Because preterm labor and birth are so very hard to detect and prevent, early and consistent prenatal care is very important. Reducing exposure to sexually transmitted diseases, good nutrition and weight gain, quitting cigarette smoking and alcohol or drug use can also reduce your risk. Awareness of the signs and symptoms of preterm labor can help you identify changes from normal that may indicate a problem. In general, it is believed that early treatment is most beneficial.

What to look for

You might be considered more “at risk” for preterm labor or birth if you:

  1. Had a previous preterm labor or birth.
  2. Have an abnormally shaped uterus, or are a DES daughter.
  3. Had two or more pregnancy losses after the 13th week.
  4. Have an incompetent cervix or uterine fibroids.
  5. Are currently pregnant with twins or multiples.
  6. Have severe kidney or urinary tract infections.
  7. Have a placenta previa.
  8. Have too much or too little amniotic fluid.

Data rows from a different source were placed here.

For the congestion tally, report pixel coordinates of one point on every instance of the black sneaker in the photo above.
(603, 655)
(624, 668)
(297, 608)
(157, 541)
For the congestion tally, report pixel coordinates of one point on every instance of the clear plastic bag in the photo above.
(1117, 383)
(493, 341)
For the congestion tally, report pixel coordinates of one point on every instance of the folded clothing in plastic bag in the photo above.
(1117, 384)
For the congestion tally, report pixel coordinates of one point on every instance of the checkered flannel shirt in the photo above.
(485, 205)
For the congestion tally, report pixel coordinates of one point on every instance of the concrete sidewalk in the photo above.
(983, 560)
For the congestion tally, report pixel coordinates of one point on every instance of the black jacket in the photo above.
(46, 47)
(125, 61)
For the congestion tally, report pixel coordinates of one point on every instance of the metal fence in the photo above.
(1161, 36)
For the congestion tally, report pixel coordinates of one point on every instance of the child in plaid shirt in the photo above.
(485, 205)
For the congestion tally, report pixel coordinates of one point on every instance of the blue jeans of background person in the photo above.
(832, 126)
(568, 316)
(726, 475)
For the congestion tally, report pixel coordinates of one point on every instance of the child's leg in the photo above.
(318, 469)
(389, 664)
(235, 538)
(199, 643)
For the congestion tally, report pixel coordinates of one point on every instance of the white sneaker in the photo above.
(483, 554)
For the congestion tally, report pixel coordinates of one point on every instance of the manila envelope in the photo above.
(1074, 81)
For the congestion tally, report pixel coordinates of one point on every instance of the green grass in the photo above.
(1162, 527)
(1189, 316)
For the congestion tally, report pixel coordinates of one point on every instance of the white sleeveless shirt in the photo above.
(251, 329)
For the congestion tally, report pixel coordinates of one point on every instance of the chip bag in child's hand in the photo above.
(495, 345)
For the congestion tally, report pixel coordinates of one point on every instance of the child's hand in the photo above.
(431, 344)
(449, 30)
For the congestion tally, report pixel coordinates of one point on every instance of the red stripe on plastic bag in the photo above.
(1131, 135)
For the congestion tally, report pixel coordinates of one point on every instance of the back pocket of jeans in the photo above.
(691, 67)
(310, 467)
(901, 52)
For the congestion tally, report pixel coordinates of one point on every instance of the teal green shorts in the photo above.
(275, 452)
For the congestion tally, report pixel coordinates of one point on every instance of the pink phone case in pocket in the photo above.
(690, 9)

Any “risk” for preterm labor is best evaluated by your caregiver – physician or nurse midwife.

The following signs may occur with preterm labor. They can also be a part of a very normal pregnancy. It is important for you to recognize what may be a change from your normal pregnancy experience.

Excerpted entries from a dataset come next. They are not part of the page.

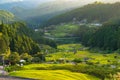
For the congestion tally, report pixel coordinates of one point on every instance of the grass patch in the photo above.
(52, 75)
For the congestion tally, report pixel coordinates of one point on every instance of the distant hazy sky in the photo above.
(86, 1)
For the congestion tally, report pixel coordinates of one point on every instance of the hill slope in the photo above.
(96, 12)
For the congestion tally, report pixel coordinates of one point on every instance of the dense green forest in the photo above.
(96, 12)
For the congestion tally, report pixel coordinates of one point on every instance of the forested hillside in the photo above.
(96, 12)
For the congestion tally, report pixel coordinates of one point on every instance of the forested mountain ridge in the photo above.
(36, 15)
(96, 12)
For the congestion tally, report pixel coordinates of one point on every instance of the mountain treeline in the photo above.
(96, 12)
(106, 37)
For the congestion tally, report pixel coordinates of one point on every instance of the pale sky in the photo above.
(85, 1)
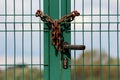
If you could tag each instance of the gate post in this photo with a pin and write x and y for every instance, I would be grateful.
(53, 69)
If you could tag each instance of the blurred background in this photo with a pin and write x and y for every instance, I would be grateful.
(21, 40)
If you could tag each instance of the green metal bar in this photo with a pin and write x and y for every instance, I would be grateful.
(31, 72)
(5, 77)
(83, 70)
(65, 9)
(109, 40)
(118, 62)
(14, 44)
(46, 43)
(80, 15)
(92, 40)
(74, 44)
(100, 41)
(54, 61)
(40, 45)
(22, 39)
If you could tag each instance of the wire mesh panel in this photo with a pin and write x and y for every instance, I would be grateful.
(98, 28)
(21, 40)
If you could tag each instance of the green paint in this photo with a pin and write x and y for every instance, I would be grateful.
(54, 70)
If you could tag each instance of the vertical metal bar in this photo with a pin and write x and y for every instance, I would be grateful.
(100, 41)
(31, 74)
(50, 56)
(67, 36)
(108, 39)
(14, 45)
(74, 44)
(46, 43)
(91, 70)
(5, 77)
(118, 61)
(83, 72)
(40, 42)
(23, 39)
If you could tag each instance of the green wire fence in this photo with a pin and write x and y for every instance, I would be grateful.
(22, 47)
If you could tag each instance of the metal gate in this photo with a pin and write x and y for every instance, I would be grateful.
(26, 52)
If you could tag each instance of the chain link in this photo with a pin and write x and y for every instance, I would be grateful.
(55, 26)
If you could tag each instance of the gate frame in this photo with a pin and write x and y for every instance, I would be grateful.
(53, 69)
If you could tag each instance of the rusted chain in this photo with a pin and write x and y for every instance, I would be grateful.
(55, 26)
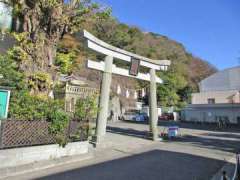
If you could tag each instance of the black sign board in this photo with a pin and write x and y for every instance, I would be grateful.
(134, 67)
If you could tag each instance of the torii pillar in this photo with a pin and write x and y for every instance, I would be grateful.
(104, 100)
(153, 106)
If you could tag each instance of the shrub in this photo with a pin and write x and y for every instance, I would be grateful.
(58, 127)
(86, 109)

  1. Uterine Contractions: tightening of the uterus which occurs more often than 4 times per hour. They will probably be painless. Report them to your caregiver if position changes, emptying your bladder and increasing your fluid intake do not make them less than 4 per hour within 1-2 hours. A pattern of contractions may be normal for you, and may increase a little toward the end of your pregnancy. If it is more than 3 weeks before your due date and there is a change in the contraction pattern, contact your caregiver.
  1. Menstrual-like cramps – may be normal, but feel your uterus for contractions.
  2. Low, dull backache – check for contractions.
  3. Pelvic pressure.
  4. Intestinal cramps, gas pains, diarrhea.
  5. Increase or change in vaginal discharge.
  6. A general feeling that something is not right.

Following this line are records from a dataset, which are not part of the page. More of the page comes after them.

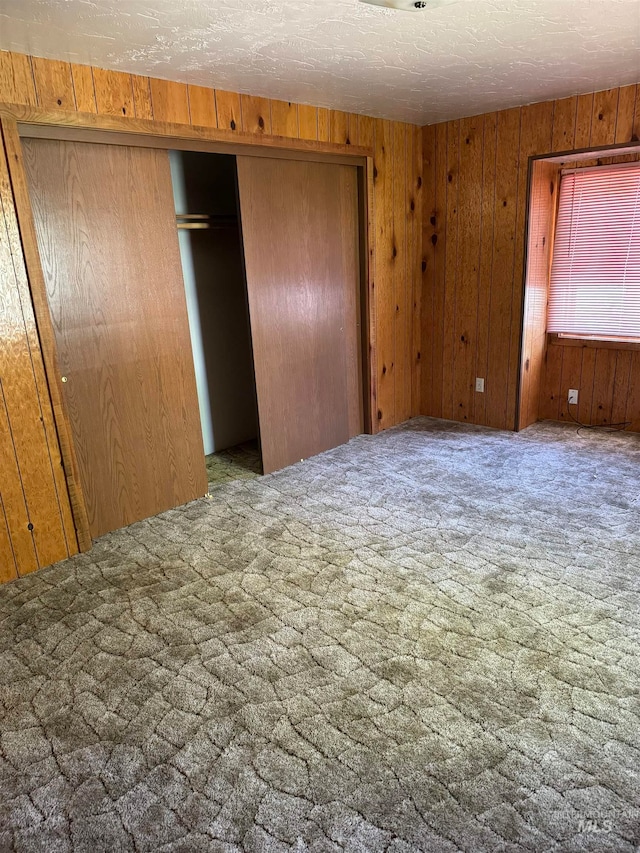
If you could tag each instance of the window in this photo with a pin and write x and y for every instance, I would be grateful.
(595, 273)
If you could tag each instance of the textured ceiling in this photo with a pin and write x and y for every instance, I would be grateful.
(460, 58)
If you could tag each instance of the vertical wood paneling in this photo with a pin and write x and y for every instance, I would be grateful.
(307, 121)
(480, 198)
(466, 307)
(621, 386)
(284, 119)
(506, 201)
(202, 106)
(535, 138)
(395, 210)
(16, 79)
(540, 239)
(450, 267)
(402, 316)
(486, 258)
(438, 226)
(633, 394)
(54, 84)
(416, 256)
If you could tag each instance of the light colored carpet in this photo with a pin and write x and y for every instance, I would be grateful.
(426, 640)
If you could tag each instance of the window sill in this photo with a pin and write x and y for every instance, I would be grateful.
(557, 341)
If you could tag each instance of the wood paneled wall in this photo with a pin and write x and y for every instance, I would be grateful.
(475, 175)
(32, 488)
(607, 377)
(542, 217)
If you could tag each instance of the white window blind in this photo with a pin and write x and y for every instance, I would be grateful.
(595, 273)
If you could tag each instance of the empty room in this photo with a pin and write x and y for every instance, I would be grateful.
(319, 426)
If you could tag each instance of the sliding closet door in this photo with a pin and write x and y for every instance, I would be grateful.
(105, 223)
(300, 234)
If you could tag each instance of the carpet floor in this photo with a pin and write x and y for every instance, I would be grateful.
(426, 640)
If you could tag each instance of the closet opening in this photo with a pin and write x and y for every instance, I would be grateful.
(205, 189)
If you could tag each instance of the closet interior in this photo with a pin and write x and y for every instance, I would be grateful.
(206, 310)
(209, 235)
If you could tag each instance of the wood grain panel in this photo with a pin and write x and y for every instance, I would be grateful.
(365, 127)
(8, 565)
(466, 300)
(384, 293)
(450, 267)
(416, 258)
(604, 118)
(202, 106)
(121, 327)
(303, 303)
(54, 84)
(535, 138)
(625, 114)
(16, 516)
(141, 87)
(324, 127)
(85, 95)
(170, 101)
(28, 420)
(542, 207)
(46, 370)
(402, 293)
(486, 258)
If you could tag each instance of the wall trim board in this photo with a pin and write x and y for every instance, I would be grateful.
(34, 123)
(482, 197)
(538, 348)
(26, 227)
(95, 100)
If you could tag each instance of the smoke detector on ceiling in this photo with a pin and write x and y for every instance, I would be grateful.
(410, 5)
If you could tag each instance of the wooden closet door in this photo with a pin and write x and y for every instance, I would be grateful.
(105, 222)
(300, 234)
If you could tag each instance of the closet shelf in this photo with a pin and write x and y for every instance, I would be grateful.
(200, 221)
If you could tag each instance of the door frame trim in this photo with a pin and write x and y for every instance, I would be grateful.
(18, 122)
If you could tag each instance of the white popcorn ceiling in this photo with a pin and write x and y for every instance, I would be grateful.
(461, 58)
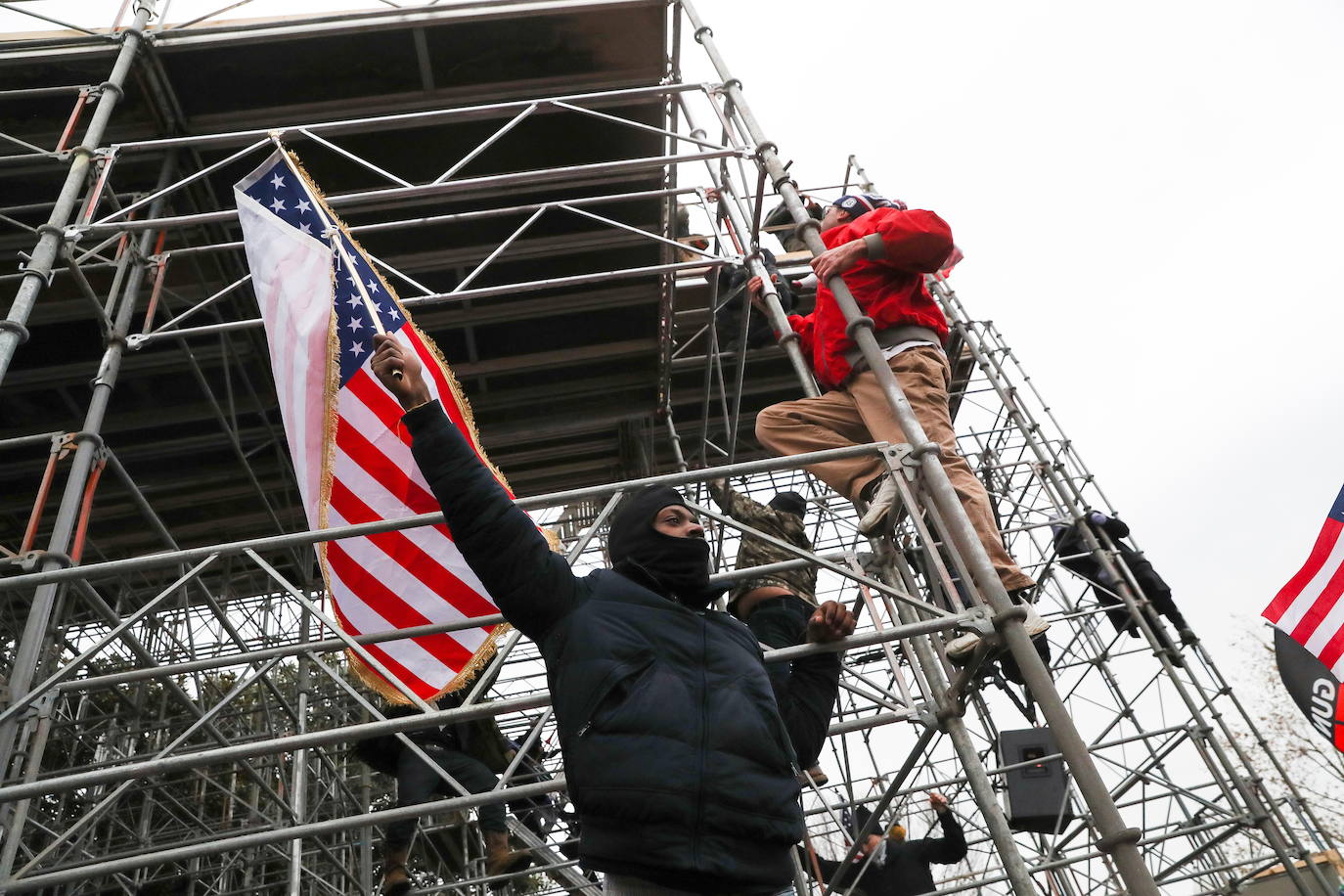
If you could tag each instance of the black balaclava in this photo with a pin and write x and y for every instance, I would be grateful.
(789, 503)
(679, 567)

What to do if you notice signs of preterm labor:

First, empty your bladder, then lie down on your left side to feel for contractions. Do not lie flat on your back. Place your fingertips on your uterus and indent all over with the tips of your fingers. A contraction feels firm all over the uterus, and may make the outline of the uterus easier to feel. Contractions gradually soften. Contractions may be painless! If you feel more than 4 contractions in one hour:

  • rest on your side for an hour
  • drink 2-3 glasses of water or juice
  • if they do not become less frequent than 4 contractions per hour, call your caregiver. Don’t think you are being a pest or complaining. It may be the best thing you ever do for your baby!